By Rhonda Saunders, FHS Parent.
This was my first year witnessing Fairhaven School’s diploma candidates declare their intention to graduate. For half an hour each, the candidates addressed how their experiences while enrolled at Fairhaven have enabled them to develop the problem-solving skills, the adaptability, and the abilities needed to function independently and responsibly in the world they are about to enter.
I listened without saying much, both because I’m a noob Assembly member and because the environment was intimidating to me in a graduate school dissertation defense way, and these candidates are months away from their actual defense in front of an actual diploma committee made up of staff members from other Sudbury schools. Because I couldn’t imagine being a 17 or 18-year-old person under this kind of pressure, I was terrified for them.
My initial terror was such a complete waste of energy, though, because the candidates spoke like people who live without intense ridicule or baseless judgement about who they are. They spoke like people who didn’t have to earn their personhood. They carried themselves like already-people and not future-people. Sudbury schoolers are often described by others as confident and articulate, so much that it’s become something of a running joke. But the best jokes are funny because they’re true.
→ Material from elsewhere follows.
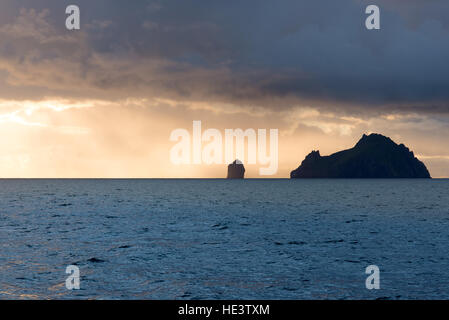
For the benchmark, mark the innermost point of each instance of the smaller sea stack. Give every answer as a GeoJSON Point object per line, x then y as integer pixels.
{"type": "Point", "coordinates": [236, 170]}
The candidates were prepared, genuine, intuitive in their interactions, and open to all kinds of feedback in a way that had to have erased any lingering doubt for any attendee about what Fairhaven graduates are ready for after graduation. They’re ready for whatever they can dream up, and they’ve had the gift of time, space, and access to unique resources to prepare for their own adult lives using approaches that the “gap year” after traditional high school is becoming so popular for these days. Fairhaven students have had “gap lives” in all the best ways. They’re so ready.
I didn’t have to do anything remotely similar to this to graduate from high school (not that anybody at Fairhaven is required to graduate). I needed only to figure out how to take tests and feign learning. It prepared me for nothing that was to come, and I don’t say that thoughtlessly–I’ve struggled with it and come to terms with that reality.
The level of self-awareness and undaunted curiosity about what is possible in these diploma candidates made my heart scream for a school re-do. I can’t get a re-do, but I can share my passion for the Sudbury model, and for self-directed learning in general, as a way to do some small part to open up essential freedoms to all children. Real freedom to learn and grow this way should not be a privilege.
While many of this year’s graduation candidates are considering post-secondary schools, I’d hire any one of them straight out of Fairhaven in a hot second. I’m so excited for them. Their joyfulness and fearlessness are contagious and I know they’ll bring it with them wherever they go. Want to feel this kind of hope for the future? Attend next year!*
* The Declaration of Intent to Graduate is open to members of the Fairhaven School Assembly.